Interleukin-1α dependent survival of cardiac fibroblasts is associated with StAR/STARD1 expression and improved cardiac remodeling and function after myocardial infarction

Talya Razin, Naomi Melamed-Book, Jasmin Argaman, Iris Galin, Yosef Lowy, Eli Anuka, Nili Naftali-Shani, Michal Kandel-Kfir, Benjamin P. Garfinkel, Shlomi Brielle, Zvi Granot, Ron N. Apte, Simon J. Conway, Jeffery D. Molkentin, Yehuda Kamari, Jonathan Leor, Joseph Orly
Journal of Molecular and Cellular Cardiology2021
Aims: One unaddressed aspect of healing after myocardial infarction (MI) is how non-myocyte cells that survived the ischemic injury, keep withstanding additional cellular damage by stress forms typically arising during the post-infarction inflammation.
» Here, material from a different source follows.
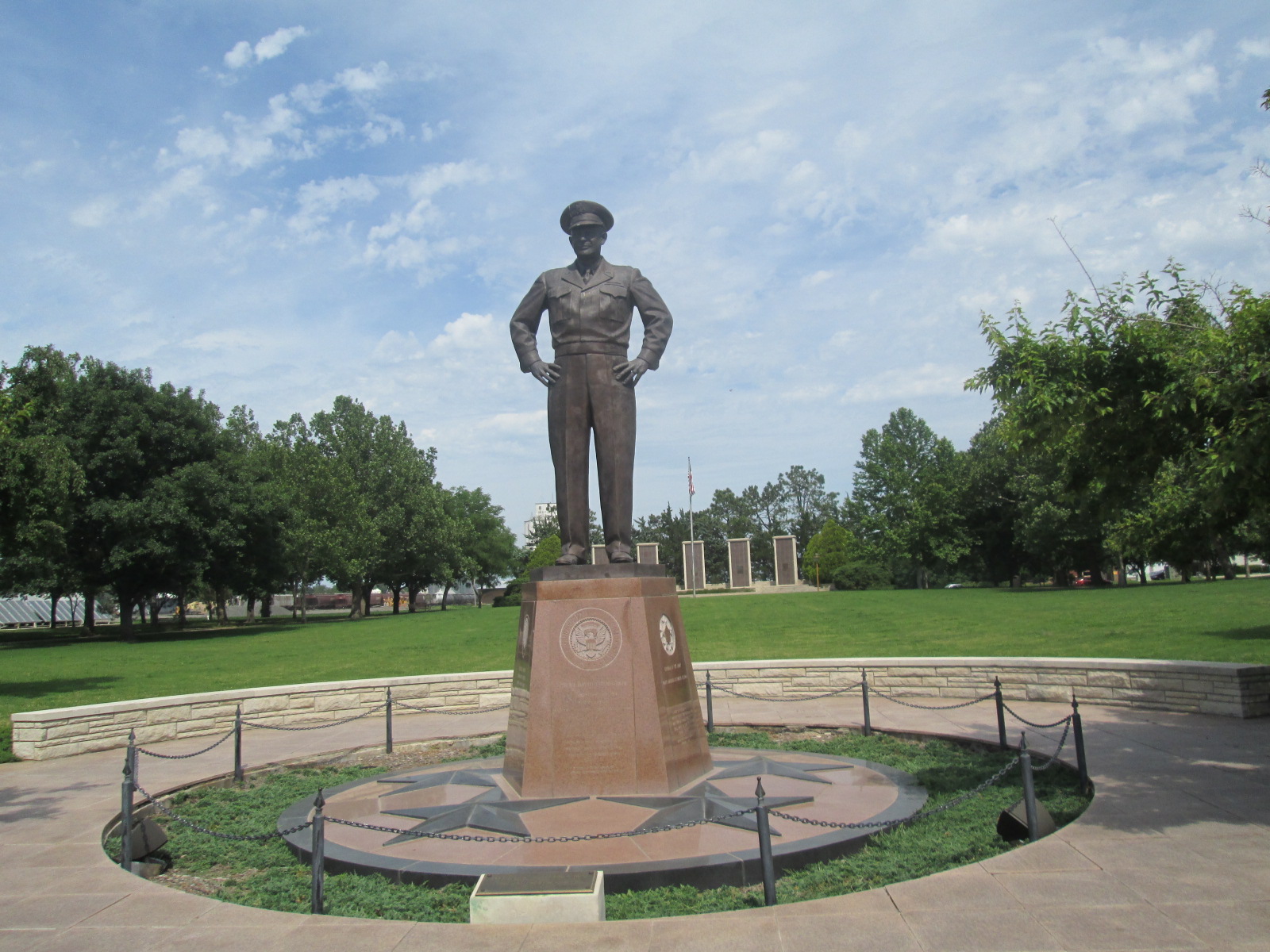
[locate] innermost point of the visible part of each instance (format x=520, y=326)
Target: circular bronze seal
x=667, y=631
x=591, y=639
Here we aimed to determine if cell survival is conferred by expression of a mitochondrial protein novel to the cardiac proteome, known as steroidogenic acute regulatory protein, (StAR/STARD1). Further studies aimed to unravel the regulation and role of the non-steroidogenic cardiac StAR after MI. Methods and results: Following permanent ligation of the left anterior descending coronary artery in mouse heart, timeline western blot analyses showed that StAR expression corresponds to the inflammatory response to MI. Following the identification of StAR in mitochondria of cardiac fibroblasts in culture, confocal microscopy immunohistochemistry (IHC) identified StAR expression in left ventricular (LV) activated interstitial fibroblasts, adventitial fibroblasts and endothelial cells. Further work with the primary fibroblasts model revealed that interleukin-1α (IL-1α) signaling via NF-κB and p38 MAPK pathways efficiently upregulates the expression of the Star gene products. At the functional level, IL-1α primed fibroblasts were protected against apoptosis when exposed to cisplatin mimicry of in vivo apoptotic stress; yet, the protective impact of IL-1α was lost upon siRNA mediated StAR downregulation. At the physiological level, StAR expression was nullified during post-MI inflammation in a mouse model with global IL-1α deficiency, concomitantly resulting in a 4-fold elevation of apoptotic fibroblasts. Serial echocardiography and IHC studies of mice examined 24 days after MI revealed aggravation of LV dysfunction, LV dilatation, anterior wall thinning and adverse tissue remodeling when compared with loxP control hearts. Conclusions: This study calls attention to overlooked aspects of cellular responses evolved under the stress conditions associated with the default inflammatory response to MI. Our observations suggest that LV IL-1α is cardioprotective, and at least one mechanism of this action is mediated by induction of StAR expression in border zone fibroblasts, which renders them apoptosis resistant. This acquired survival feature also has long-term ramifications on the heart recovery by diminishing adverse remodeling and improving the heart function after MI.